La alienación no te permite ver que todo está fallando. A más te recluís, menos conocés la realidad. Es cuando más biologicista te volvés, porque es lo único que sabes. ¿Cómo vas a escuchar a alguien si ningún libro te habló jamás?

 

Mi compañera me decía: “Dale, escribí algo. Es ahora. Tenés todas las emociones a flor de piel”. Me costaba sentarme a escribir, sentía una culpa tremenda al desperdiciar valiosos minutos. Con el diario del lunes, lamento un poco no haberlo hecho. Así como a una persona que sufre una amnesia retrógrada le cuesta recordar la causa del estrés postraumático, yo no puedo recordar con claridad todas las emociones que me recorrieron cuerpo y mente en ese período.

 

Un día practicaba con un examen de años anteriores y mi resultado fue 55/100. Estábamos a 25 días y yo sacaba un 55 cuando la media era 65-70/100. Rompí en llanto, sentía que no era para mí. Me la había pasado estudiando más de 12 horas por día los últimos dos meses y medio de mi vida, y sólo era capaz de resolver la mitad de las preguntas.

 

La presión se debía, en parte, a que no había decidido una especialidad. Cuando lo logré, estudié con el camino más llano, sin fantasmas rondando mi mente.

 

A tres semanas del primer examen sentía que seguía en blanco. Mi estrategia de estudio cambió rotundamente al ver que no llegaba a estudiar todos los temas de todas las materias que abarca este tipo de examen.

 

En vez de leer tema por tema, hice una cantidad de choices astronómica. Por día respondía alrededor de 1000-1500 preguntas con opciones múltiples. Desde las 7 de la mañana hasta las 12 de la noche. Con pocos recreos, tan sólo para ir al baño y comer algo.

 

Si tenía dudas, si notaba que algún tema estaba flojo, lo leía con énfasis en esos puntos.

 

Con los días me fui dando cuenta de que eso no sirve.
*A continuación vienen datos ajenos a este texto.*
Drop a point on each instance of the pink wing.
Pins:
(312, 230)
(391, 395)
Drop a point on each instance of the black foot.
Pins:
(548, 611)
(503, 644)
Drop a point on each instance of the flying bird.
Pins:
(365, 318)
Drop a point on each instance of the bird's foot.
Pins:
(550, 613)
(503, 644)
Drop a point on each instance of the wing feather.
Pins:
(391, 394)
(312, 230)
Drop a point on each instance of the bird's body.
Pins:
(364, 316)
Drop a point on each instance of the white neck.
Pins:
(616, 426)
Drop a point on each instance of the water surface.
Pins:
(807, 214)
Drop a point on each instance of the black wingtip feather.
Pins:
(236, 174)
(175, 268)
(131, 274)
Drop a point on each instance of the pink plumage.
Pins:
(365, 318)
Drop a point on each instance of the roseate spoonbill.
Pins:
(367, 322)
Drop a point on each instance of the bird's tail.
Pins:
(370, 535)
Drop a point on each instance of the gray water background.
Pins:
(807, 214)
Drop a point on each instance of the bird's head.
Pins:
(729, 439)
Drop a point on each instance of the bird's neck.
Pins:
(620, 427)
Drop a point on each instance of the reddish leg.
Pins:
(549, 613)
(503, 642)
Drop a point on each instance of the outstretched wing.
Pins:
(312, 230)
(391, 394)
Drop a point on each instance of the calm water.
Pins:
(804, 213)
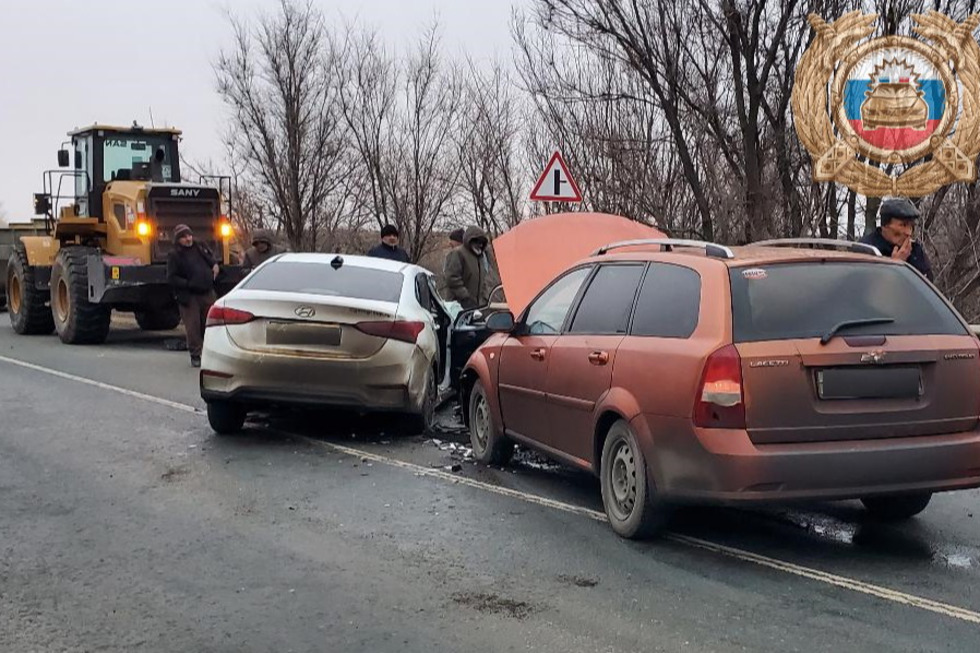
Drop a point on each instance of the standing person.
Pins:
(471, 271)
(263, 248)
(894, 237)
(191, 271)
(388, 247)
(455, 240)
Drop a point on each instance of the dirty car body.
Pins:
(770, 375)
(323, 330)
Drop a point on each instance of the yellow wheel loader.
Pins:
(109, 214)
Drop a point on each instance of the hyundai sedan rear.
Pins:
(317, 330)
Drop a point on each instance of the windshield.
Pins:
(321, 279)
(808, 300)
(124, 152)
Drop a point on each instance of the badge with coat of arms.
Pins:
(893, 101)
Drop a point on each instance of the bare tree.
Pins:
(488, 150)
(286, 127)
(404, 122)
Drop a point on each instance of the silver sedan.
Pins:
(327, 330)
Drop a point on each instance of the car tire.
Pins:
(226, 418)
(77, 320)
(630, 500)
(897, 507)
(27, 306)
(489, 447)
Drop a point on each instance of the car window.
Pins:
(807, 300)
(321, 279)
(606, 304)
(547, 314)
(669, 304)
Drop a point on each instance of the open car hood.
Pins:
(534, 252)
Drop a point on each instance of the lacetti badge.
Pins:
(873, 357)
(893, 100)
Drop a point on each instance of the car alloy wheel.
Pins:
(489, 446)
(481, 422)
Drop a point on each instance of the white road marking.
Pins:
(103, 386)
(843, 582)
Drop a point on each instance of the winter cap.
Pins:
(897, 208)
(262, 236)
(181, 230)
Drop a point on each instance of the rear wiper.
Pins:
(846, 324)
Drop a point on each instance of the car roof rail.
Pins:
(830, 243)
(710, 249)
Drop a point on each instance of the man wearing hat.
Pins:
(388, 247)
(191, 271)
(894, 237)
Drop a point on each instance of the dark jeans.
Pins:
(195, 315)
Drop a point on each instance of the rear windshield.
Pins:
(807, 300)
(321, 279)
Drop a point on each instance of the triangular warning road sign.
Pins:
(556, 184)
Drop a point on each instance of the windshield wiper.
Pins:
(846, 324)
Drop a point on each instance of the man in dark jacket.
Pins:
(263, 248)
(471, 271)
(388, 247)
(191, 271)
(894, 237)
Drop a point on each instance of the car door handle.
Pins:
(599, 357)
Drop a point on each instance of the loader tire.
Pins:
(29, 313)
(164, 318)
(77, 320)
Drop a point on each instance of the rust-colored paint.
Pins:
(533, 253)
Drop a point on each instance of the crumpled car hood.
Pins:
(534, 252)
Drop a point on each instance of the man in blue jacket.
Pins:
(388, 247)
(894, 237)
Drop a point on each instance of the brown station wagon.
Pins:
(682, 371)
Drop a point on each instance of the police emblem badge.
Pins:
(895, 101)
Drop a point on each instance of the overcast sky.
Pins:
(68, 63)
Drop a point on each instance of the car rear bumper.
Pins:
(725, 466)
(391, 380)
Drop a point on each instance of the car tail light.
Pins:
(721, 403)
(397, 330)
(222, 315)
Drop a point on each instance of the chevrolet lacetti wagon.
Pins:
(682, 371)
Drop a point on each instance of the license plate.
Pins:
(870, 383)
(304, 335)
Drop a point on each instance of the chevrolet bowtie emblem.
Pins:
(873, 357)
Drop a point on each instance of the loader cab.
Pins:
(100, 155)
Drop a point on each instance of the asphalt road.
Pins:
(126, 525)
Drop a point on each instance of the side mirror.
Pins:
(501, 322)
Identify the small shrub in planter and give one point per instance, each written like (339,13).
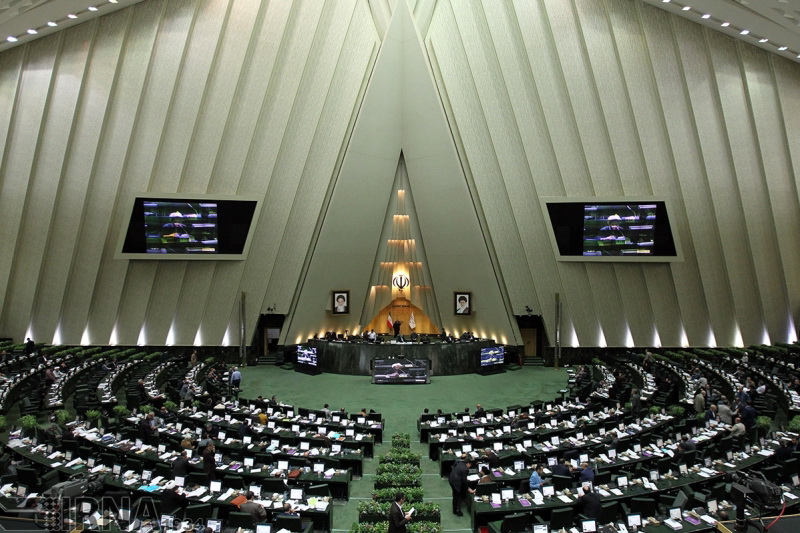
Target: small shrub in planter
(413,494)
(399,455)
(401,440)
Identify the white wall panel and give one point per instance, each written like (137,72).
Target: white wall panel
(18,164)
(35,239)
(62,259)
(774,257)
(90,281)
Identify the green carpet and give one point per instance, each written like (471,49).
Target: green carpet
(401,406)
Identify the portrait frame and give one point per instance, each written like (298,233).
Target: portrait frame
(335,307)
(458,296)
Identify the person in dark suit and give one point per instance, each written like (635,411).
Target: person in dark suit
(209,461)
(256,511)
(173,500)
(458,484)
(398,519)
(561,469)
(180,467)
(589,503)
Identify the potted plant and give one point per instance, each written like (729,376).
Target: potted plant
(401,440)
(764,424)
(424,527)
(379,527)
(121,411)
(29,424)
(676,410)
(372,511)
(93,415)
(62,417)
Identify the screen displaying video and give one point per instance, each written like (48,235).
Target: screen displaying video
(180,227)
(616,230)
(493,355)
(400,371)
(307,355)
(622,229)
(185,228)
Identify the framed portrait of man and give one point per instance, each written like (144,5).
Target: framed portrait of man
(341,302)
(463,303)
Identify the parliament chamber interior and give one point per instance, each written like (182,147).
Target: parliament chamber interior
(399,266)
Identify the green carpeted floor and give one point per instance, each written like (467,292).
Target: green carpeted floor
(400,406)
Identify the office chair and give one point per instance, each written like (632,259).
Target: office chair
(321,490)
(233,482)
(239,519)
(609,513)
(515,523)
(290,523)
(485,489)
(561,518)
(561,482)
(197,478)
(202,511)
(643,506)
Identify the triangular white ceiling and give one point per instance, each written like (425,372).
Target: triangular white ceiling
(401,111)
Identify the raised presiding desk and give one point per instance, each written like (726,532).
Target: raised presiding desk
(355,358)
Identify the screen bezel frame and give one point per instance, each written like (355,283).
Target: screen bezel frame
(130,202)
(677,258)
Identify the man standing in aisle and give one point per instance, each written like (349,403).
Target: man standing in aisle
(458,484)
(236,378)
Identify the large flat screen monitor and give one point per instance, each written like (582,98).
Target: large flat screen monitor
(493,355)
(619,229)
(400,370)
(306,355)
(173,226)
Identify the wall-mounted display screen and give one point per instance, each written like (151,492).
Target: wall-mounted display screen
(632,229)
(306,355)
(493,355)
(181,227)
(401,370)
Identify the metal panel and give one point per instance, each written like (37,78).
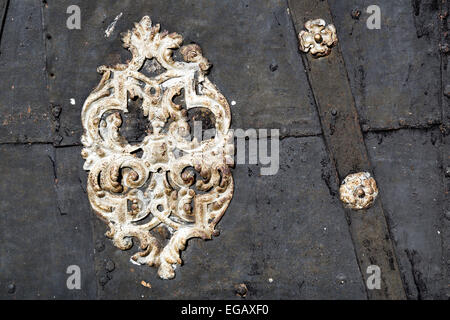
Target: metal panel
(24,111)
(394,70)
(250,44)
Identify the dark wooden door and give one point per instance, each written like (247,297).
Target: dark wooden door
(285,236)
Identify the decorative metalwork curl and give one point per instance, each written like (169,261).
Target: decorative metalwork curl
(318,38)
(153,198)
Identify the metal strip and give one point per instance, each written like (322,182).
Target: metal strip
(3,9)
(339,119)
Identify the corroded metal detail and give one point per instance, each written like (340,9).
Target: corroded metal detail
(318,39)
(358,190)
(168,188)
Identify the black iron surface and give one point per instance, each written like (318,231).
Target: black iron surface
(289,227)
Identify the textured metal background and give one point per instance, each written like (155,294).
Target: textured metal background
(289,227)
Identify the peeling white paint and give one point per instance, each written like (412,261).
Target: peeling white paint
(112,25)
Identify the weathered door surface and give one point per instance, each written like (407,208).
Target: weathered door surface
(379,102)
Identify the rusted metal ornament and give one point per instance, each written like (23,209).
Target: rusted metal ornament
(358,191)
(318,39)
(155,198)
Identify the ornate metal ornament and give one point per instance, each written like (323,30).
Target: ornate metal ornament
(168,188)
(318,39)
(358,190)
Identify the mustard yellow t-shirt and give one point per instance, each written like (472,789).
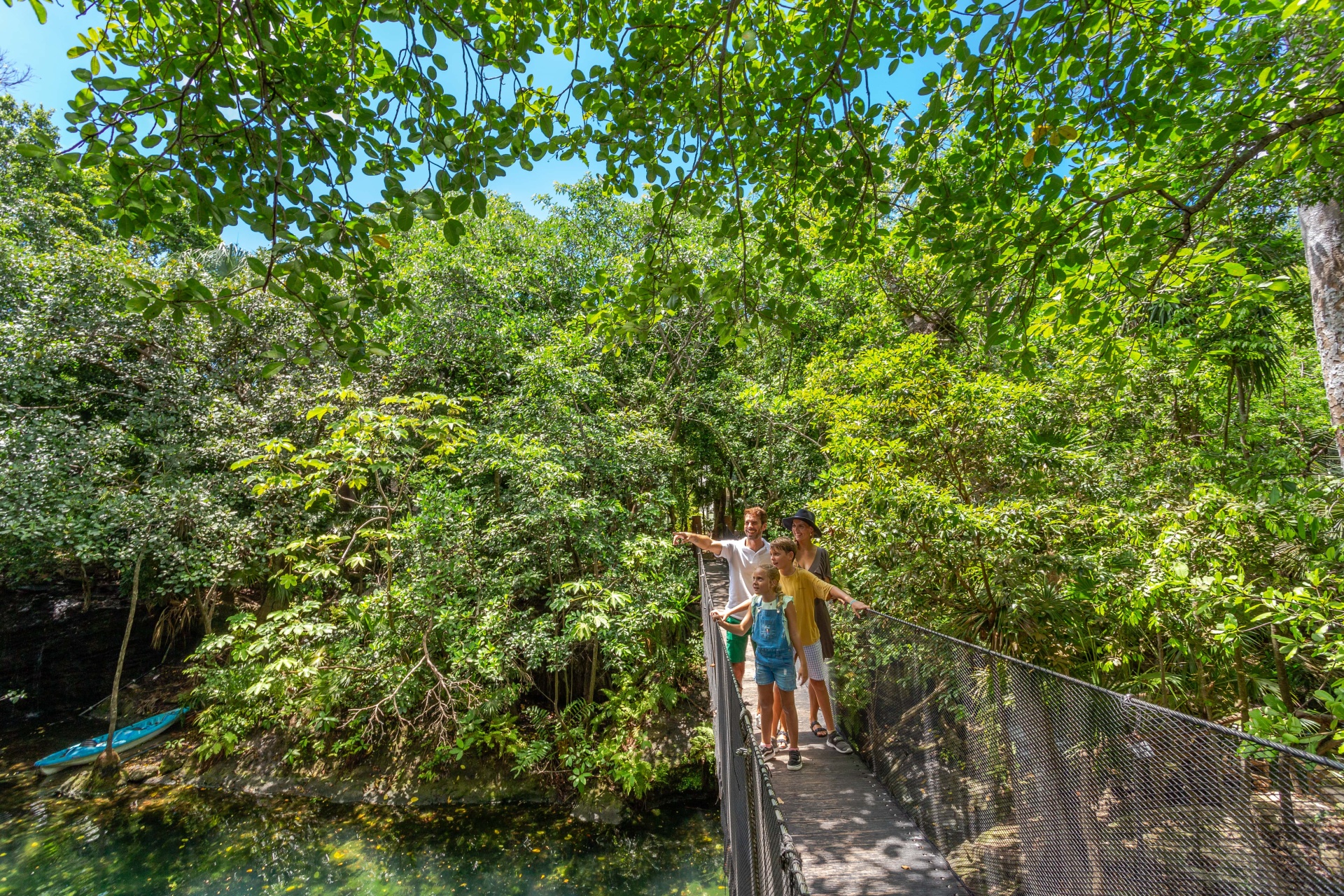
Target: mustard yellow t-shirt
(806,590)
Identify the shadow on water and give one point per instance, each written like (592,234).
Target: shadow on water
(188,841)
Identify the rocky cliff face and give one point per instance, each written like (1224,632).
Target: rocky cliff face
(62,657)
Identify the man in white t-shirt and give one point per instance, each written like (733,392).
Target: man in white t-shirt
(742,555)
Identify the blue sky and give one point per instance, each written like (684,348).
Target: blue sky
(42,48)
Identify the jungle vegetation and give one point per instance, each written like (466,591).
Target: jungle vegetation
(1046,355)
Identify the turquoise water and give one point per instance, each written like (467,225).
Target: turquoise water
(195,843)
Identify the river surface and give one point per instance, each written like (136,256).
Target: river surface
(188,841)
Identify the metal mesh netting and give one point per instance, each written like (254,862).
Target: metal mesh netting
(1035,783)
(758,855)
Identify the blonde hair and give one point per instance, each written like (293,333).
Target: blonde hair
(771,574)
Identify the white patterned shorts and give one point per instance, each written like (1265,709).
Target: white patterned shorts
(816,665)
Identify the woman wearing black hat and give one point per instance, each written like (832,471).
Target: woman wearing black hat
(818,562)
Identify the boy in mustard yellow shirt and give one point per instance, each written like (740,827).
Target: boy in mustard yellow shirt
(806,590)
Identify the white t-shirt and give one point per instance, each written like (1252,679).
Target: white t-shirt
(741,561)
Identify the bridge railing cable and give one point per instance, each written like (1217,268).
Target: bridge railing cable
(1035,783)
(758,855)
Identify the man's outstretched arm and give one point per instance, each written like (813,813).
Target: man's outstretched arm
(702,542)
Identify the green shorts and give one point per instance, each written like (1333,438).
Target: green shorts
(737,644)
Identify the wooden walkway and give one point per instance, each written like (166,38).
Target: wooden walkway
(853,836)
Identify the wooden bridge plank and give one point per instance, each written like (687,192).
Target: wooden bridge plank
(853,836)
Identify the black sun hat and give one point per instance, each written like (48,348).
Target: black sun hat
(806,514)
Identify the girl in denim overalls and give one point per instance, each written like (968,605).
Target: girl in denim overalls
(774,629)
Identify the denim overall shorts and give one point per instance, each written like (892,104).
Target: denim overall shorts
(773,652)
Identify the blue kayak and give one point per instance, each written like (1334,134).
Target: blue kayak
(86,751)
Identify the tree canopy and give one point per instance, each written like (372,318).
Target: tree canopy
(1068,152)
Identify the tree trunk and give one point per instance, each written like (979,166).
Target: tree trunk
(1285,691)
(1323,239)
(109,755)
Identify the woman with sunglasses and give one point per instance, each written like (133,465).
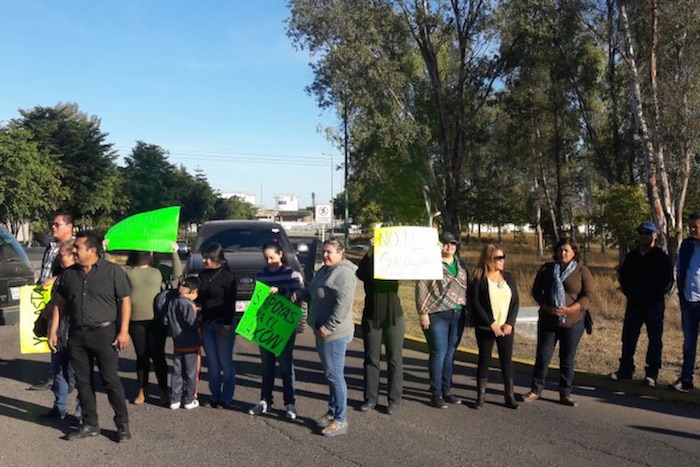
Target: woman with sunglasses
(494,306)
(563,289)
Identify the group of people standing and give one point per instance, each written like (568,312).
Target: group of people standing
(97,305)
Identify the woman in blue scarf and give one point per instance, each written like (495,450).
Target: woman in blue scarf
(563,289)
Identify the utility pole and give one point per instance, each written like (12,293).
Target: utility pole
(345,137)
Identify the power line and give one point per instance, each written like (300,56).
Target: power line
(200,155)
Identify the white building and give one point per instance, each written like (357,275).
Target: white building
(286,202)
(247,197)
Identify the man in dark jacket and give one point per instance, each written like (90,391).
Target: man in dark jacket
(646,275)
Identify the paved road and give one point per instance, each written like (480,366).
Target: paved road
(606,429)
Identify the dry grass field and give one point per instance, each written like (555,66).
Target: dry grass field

No sirve estudiar de esa manera. Sólo se retienen cifras, valores de enfermedades poco prevalentes, de las que en general nuestro pueblo no sufre.

 

Al llegar al examen me sentí completamente vacío.

 

Vacío de conocimiento.

 

Vacío de sentimientos.

 

Pero, sobretodo, vacío por entender de qué va la salud en nuestro país.